Everyone’s obsessing over FLOPs. Benchmarks, leaderboards, token throughput. But here’s the dirty secret nobody in AI infrastructure wants to admit: the memory wall is the real bottleneck, and we’ve been pretending it doesn’t exist. While GPU suppliers print money selling GPUs with ever-fatter HBM stacks, a quiet revolution is happening in how we think about memory hierarchy—and it’s about to reshape the entire inference stack.
The proof is in the simple comparison. Two terminals, same model, same question, same hardware. First one – 100 tokens of context — the model answers in half a second. Second -100,000 tokens of context — 12 seconds. 30 times slower. For the same question. The intuitive guess is “more context just means more math.” But that doesn’t add up: the latency went up 30×, not a thousand. Pure compute isn’t the bottleneck. Your next guess might be “the model is thinking harder.” It can’t — the weights are frozen at inference time. The real answer is something almost nobody talks about, even though it shapes every modern AI system you use. It’s not compute. It’s memory bandwidth. This is the memory wall — a phrase coined in 1995, decades before transformers existed.

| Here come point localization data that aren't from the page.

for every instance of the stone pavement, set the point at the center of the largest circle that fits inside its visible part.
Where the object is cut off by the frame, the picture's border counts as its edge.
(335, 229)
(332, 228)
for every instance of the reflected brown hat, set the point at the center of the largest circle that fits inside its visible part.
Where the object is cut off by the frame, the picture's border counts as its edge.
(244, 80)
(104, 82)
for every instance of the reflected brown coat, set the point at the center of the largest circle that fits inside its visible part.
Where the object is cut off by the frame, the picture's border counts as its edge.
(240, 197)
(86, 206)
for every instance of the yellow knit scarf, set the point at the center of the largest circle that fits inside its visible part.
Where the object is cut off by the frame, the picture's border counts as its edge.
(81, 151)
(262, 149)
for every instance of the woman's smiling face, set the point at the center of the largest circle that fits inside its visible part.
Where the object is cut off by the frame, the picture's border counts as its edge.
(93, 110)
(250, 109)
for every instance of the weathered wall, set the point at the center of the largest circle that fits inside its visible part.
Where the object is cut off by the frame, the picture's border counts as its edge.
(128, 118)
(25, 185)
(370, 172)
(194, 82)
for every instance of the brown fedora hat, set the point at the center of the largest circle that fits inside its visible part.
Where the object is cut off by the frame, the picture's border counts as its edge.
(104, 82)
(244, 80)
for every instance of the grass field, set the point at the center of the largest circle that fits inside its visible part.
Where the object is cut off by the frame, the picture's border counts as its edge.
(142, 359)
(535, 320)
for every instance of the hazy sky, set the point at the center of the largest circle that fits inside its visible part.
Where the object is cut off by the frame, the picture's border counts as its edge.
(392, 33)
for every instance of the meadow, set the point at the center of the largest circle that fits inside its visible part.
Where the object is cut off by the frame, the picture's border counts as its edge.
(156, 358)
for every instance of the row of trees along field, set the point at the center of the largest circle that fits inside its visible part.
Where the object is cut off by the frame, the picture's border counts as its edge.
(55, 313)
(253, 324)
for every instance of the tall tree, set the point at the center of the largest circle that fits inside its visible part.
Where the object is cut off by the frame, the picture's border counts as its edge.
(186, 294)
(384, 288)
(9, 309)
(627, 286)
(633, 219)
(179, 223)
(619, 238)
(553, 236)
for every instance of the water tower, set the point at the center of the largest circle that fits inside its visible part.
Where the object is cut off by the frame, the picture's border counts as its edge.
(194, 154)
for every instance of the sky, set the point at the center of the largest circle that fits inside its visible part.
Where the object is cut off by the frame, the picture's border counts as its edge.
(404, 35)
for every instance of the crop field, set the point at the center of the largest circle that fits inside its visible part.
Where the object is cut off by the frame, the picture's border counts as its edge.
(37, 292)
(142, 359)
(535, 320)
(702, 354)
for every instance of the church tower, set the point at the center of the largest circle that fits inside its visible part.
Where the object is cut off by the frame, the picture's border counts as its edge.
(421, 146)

The Memory Wall, Quantified
Let’s ground this with numbers. Every token in a prompt has two associated vectors: a key (K) and a value (V). Each is a vector of about 4,000 numbers in half precision — roughly 8 KB per vector. Two vectors per token, two bytes per number: that’s 16 KB per token per layer. A modern model has around 96 layers. So one token takes about 1.5 megabytes in KV cache. Multiply by 100,000 tokens (context window), and you get 150 gigabytes of data for a single prompt sitting in GPU memory right now. Here’s where it gets uncomfortable: a modern H100 GPU has 80 gigabytes of high-bandwidth memory. The cache is almost twice as big as the slot it’s trying to fit into. In practice, every production system does some combination of three things: shards the KV cache across multiple GPUs and pays the network cost; compresses it and sacrifices some accuracy; or simply eats the latency. Most do all three.
But it gets worse. Even when the KV cache fits on one GPU, why is it still slow? Because attention isn’t bottlenecked by compute — it’s bottlenecked by bandwidth. Every time the model generates a new token, it has to read every prior token’s key and value from memory. That’s not arithmetic. That’s just moving bytes. An H100 does 989 teraflops of compute but its memory bandwidth is only 3.35 terabytes per second. Compute keeps doubling. Bandwidth doesn’t. This is the gap that has been growing for 30 years — Wolf and McKee saw it coming in 1995 and called it the memory wall. 30 years later, transformers ran straight into it.
And then it gets worse still — because the cost grows quadratically. Every new token has to compare itself against every prior token. 10 tokens, 100 comparisons. 100 tokens, 10,000. 100,000 tokens, 10 billion. Double the context, four times the cost. This is why a million-token context window was a big deal — and why it took years to get there.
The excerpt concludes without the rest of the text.